“My first experience with the seven sisters was during a full moon ritual when their energies came and danced around the circle. With my interest piqued, I started researching their story and realized that a version of the Pleiades Sisters was embedded in all the ancient cultures. They were not just a side story of Greek mythology, but female avatars whose work with humanity still impacts us today.” Retta Flagg
The US Review of Books
Seven and an Eighth: The Journeys of Ignomatius
by Retta Flagg
Integrated Spirit Publishing
"There is an ancient Greek legend about seven sisters who were the offspring of Atlas and Plieone. The true story of the sisters reveals the feminine nature of the Divine and the introduction of the ancient mysteries into human consciousness."
In a wonderfully expressive story of the Seven Sisters, the book takes us through the tales of goddesses and gods, of love and healing, of sexual magic and nature, of mystery and mysticism. It is told to Ignomatius, a human woman, who relates her journey into the Source with her openness to the Divine and the Divinity. She is guided by The Hooded One through dream states, although these dreams are into a higher realm than one’s everyday dreams. Through meeting with the Seven Sisters as well as a number of gods, Ignomatius learns about the Divine Feminine. The focus is on the goddesses who have been neglected throughout history. She travels throughout the ancient world along with these Pleiadean sisters where she also comes across the Tree of Life and its lessons. All of these lessons are to teach her, and all of humanity, what is needed in order for the world to survive and then to thrive into a deeper sense of love and light.

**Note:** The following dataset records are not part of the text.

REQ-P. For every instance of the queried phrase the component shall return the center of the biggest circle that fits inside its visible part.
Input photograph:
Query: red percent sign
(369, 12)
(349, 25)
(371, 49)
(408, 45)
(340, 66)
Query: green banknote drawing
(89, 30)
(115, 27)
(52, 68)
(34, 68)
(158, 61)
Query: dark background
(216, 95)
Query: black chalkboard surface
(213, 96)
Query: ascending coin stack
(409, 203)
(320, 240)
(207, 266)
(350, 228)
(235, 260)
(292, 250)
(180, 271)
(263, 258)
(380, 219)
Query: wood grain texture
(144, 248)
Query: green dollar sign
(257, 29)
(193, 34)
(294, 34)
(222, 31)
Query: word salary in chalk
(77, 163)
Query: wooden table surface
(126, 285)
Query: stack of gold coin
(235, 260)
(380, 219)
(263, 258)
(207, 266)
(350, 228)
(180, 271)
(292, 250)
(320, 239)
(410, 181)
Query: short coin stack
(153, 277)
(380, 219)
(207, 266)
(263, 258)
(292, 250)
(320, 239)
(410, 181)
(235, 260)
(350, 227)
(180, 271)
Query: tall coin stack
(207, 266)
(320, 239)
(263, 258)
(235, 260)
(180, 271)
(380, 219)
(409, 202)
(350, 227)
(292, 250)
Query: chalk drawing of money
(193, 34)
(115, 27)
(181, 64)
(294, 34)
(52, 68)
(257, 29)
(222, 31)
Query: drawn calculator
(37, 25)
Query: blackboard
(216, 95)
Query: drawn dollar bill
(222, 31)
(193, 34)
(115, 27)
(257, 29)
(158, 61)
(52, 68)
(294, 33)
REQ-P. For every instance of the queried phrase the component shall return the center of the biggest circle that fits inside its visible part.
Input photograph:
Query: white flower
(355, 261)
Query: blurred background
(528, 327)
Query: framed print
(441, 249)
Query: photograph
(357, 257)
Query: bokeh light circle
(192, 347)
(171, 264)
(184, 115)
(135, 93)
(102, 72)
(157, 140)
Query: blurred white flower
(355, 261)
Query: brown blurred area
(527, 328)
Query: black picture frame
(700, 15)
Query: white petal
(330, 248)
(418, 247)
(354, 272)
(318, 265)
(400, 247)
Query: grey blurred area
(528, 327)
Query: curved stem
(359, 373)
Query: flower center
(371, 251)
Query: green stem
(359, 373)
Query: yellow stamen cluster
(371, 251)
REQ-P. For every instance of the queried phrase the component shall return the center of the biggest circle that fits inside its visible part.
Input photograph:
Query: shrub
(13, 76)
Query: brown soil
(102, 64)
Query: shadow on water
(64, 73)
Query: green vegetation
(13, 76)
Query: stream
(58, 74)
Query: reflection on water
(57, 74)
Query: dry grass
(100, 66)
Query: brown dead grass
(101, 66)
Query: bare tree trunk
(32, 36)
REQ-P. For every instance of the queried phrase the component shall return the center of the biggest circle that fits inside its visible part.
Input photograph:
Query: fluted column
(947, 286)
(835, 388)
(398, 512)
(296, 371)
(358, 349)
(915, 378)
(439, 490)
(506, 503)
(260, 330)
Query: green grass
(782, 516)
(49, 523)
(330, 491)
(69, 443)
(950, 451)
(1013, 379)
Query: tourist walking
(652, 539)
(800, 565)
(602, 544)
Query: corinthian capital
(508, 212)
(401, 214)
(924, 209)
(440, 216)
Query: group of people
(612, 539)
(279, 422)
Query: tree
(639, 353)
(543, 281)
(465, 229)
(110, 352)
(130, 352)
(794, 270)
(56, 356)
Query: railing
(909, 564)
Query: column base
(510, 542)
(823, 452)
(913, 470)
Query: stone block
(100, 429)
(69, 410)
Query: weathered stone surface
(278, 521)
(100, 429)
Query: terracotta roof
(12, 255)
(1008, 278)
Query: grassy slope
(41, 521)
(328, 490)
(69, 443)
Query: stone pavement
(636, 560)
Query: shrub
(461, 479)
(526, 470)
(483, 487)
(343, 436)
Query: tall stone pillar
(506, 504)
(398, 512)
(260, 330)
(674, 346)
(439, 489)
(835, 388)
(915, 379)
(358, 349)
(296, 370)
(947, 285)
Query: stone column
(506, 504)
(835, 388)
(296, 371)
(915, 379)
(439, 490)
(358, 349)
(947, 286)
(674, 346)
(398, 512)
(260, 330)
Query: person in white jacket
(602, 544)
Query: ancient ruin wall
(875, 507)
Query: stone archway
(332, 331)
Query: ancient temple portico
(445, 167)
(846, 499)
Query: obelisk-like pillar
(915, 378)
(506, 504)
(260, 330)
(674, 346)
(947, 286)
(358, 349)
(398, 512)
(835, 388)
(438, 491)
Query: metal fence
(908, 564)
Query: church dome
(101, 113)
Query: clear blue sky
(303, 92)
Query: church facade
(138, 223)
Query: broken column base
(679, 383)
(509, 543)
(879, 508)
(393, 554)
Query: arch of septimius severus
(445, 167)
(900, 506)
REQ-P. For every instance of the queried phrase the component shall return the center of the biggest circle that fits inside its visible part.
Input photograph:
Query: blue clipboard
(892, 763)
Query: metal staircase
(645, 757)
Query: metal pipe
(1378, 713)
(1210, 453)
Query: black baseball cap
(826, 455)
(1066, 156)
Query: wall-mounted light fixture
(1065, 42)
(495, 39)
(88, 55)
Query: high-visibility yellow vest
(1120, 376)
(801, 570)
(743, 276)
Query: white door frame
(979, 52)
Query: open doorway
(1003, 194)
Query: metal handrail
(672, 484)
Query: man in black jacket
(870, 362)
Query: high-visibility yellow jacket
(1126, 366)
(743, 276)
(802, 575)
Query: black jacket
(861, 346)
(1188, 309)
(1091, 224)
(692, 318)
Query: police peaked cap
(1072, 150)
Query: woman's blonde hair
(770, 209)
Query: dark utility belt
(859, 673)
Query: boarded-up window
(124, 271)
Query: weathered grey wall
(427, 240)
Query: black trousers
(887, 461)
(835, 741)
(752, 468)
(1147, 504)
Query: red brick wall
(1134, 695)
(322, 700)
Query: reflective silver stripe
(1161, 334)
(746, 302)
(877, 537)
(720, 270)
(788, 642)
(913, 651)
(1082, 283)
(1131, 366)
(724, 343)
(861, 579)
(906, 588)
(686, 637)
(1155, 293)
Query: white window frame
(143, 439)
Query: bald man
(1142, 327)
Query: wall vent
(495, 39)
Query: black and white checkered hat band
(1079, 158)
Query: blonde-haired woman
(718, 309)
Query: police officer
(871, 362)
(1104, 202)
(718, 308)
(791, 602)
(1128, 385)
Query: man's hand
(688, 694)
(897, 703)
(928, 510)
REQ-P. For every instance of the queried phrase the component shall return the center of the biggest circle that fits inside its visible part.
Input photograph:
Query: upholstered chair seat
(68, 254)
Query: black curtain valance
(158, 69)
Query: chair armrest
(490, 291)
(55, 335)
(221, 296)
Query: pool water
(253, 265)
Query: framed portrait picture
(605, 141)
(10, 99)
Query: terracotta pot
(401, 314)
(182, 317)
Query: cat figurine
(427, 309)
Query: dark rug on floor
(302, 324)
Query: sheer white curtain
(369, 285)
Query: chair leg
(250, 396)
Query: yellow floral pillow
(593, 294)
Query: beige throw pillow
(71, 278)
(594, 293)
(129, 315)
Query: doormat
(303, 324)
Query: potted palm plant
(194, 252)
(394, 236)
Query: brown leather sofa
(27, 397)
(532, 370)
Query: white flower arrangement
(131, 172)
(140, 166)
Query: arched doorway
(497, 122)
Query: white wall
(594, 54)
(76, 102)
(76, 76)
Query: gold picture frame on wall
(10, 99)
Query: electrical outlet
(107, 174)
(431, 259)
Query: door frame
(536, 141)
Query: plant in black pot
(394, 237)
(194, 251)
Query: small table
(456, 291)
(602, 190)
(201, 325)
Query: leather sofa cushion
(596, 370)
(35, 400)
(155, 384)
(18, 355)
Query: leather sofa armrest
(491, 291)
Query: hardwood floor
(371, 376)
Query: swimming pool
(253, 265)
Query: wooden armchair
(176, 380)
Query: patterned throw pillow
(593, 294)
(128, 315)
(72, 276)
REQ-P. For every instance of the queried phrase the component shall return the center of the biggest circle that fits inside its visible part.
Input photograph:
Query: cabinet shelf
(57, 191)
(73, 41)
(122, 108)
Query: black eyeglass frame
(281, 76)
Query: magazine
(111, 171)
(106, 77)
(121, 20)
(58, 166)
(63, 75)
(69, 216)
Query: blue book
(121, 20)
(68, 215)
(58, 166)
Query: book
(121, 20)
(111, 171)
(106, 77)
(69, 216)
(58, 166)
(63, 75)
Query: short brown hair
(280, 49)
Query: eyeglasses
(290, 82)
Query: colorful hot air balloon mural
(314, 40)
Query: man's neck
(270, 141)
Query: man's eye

The book is creatively written with the detailed descriptions of the higher realms of existence. As a story, it makes learning about the Seven Sisters an easier task than just by reading about each sister individually. Also, the appendix offers more concrete information about the sisters which expands the reading even further. While weaving this story, the author does an excellent job of examining the issues that she believes all of humanity needs to learn—to get along with one another, to balance the dichotomies in life, to forgive self and others, and, mostly, to be love and live in the light of the Source, however that source is named.